The rest of the extras are on the Blu-ray including an interview with director Tinto Brass (15:19) which had been featured on the Cult Epics DVD editions in which Brass relates his belief that virginity, chastity, and fidelity are culturally-imposed values from a time before contraception for the purposes of inheritance. He discusses his casting including regular Branciaroli and Koll, as well as anecdotes about how he discovered and auditioned some of his other co-stars (he would never ask The Key' Stefania Sandrelli to bend over and pick up a coin for him). He also reveals that the apartment of the poet decorated with paintings and sculptures of women's "expressive" rear ends was that of a real antique dealer who he nicknamed "Alphone Donatien" after Sade.

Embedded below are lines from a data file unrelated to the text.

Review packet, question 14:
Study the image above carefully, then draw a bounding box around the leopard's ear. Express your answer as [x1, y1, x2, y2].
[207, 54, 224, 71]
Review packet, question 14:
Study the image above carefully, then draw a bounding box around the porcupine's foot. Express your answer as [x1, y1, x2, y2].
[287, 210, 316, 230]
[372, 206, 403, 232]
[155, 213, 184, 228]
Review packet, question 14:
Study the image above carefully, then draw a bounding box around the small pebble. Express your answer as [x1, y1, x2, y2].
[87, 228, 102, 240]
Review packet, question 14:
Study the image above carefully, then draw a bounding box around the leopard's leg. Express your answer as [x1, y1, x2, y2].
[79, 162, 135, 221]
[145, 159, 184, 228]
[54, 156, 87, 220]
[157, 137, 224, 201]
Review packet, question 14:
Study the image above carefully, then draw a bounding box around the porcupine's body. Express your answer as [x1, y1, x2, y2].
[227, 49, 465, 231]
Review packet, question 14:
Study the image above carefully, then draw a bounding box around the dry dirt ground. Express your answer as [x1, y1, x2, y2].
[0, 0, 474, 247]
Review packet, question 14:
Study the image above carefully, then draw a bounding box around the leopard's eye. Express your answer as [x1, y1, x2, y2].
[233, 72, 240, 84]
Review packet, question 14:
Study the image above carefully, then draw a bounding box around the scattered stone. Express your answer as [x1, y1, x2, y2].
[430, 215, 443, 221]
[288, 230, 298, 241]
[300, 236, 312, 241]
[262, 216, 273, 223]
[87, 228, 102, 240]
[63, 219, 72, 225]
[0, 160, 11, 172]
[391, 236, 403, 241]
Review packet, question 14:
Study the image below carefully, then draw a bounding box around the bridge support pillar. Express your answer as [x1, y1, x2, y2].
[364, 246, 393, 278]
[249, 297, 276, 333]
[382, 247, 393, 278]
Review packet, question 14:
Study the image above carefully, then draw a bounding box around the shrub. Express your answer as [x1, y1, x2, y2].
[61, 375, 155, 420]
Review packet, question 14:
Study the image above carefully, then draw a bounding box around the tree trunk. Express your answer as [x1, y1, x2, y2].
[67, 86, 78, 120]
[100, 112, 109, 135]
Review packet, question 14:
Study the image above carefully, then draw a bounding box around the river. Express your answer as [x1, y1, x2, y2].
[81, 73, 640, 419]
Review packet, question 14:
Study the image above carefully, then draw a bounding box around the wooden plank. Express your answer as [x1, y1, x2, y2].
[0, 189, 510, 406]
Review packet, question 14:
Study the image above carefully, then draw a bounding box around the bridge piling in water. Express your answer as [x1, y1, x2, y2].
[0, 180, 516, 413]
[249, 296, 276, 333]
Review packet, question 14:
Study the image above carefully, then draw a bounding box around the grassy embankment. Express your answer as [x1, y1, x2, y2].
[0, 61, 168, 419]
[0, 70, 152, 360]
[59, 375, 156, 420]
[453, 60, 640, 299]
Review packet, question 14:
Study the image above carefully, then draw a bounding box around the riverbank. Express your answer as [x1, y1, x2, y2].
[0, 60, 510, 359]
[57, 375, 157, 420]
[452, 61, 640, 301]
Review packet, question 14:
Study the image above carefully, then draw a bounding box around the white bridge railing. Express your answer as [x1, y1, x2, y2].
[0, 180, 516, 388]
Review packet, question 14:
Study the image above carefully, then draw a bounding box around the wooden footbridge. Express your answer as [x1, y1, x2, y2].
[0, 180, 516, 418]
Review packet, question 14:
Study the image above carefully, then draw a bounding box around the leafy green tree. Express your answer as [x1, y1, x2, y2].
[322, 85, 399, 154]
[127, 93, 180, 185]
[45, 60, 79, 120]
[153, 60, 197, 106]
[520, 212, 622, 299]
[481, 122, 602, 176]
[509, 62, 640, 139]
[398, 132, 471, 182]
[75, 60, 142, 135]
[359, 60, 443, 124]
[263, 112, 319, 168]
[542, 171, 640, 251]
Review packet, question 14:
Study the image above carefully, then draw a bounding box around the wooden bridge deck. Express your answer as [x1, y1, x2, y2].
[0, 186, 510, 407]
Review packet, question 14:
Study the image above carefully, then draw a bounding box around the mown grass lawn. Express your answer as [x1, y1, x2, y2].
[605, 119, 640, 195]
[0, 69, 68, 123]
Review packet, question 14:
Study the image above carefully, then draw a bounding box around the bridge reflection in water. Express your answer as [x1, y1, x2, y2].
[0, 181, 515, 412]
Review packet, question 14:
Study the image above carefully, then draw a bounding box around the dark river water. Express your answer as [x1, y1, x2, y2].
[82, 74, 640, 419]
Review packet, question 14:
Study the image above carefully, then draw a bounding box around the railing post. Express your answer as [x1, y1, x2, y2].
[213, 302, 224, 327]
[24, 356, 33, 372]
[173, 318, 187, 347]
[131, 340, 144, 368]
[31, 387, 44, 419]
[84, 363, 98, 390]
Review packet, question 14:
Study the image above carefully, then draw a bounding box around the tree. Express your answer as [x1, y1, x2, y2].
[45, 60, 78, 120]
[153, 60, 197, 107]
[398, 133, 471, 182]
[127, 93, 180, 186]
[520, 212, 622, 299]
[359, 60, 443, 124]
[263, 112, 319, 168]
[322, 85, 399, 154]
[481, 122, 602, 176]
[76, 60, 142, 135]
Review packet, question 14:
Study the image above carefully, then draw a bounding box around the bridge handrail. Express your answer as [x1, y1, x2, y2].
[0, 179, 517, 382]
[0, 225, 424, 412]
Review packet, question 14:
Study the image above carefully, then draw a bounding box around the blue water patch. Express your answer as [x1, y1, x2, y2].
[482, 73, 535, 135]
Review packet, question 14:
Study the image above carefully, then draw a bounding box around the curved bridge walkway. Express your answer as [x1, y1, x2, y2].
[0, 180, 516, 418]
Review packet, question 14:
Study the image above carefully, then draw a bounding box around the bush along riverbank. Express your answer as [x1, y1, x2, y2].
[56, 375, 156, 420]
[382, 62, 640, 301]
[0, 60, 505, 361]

The disc also includes the outtakes (9:57) from the DVD, here with a disclaimer that some of that footage is part of the feature presentation on new release, as well as a still gallery (2:05).

Apart from the commentary, the 4K UltraHD disc only features the film's English export trailer (3:21) – featuring both Brass and Koll speaking English to the camera – and a trailer for Frivolous Lola (2:17) while the Blu-ray also features trailers for Paprika (1:11), P.O. Box Tinto Brass (1:05), and the documentary IsTintoBrass (4:13) which was included in the limited edition two-disc set of P.O. Box Tinto Brass.


Both the 4K UltraHD/Blu-ray and Blu-ray editions come with a reversible cover, slipcover, four collectible lobby cards, and a 20-page illustrated booklet featuring Eugenio Ercolani and Domenico Monetti's essay "From Demon to Saint: The Career of Claudia Koll" in which we learn how Koll defied her father and started taking acting classes and doing stage work, went to the United States and studied under Susan Strasberg, and had a few small roles in Italian film and television before landing the lead in All Ladies Do It. Although she was not ashamed of the role at the time and during her subsequent stage and television career, in later years she founded a Catholic charity and became artistic director of the Star Rose Academy, an art school founded by the Ursuline Sisters of the Holy Family.


A pivotal work in the "maestro of erotica" phase of Tinto Brass' filmmaking career, All Ladies Do It in 4K restores the striking artistic sheen to the director's treatise on "happy banging."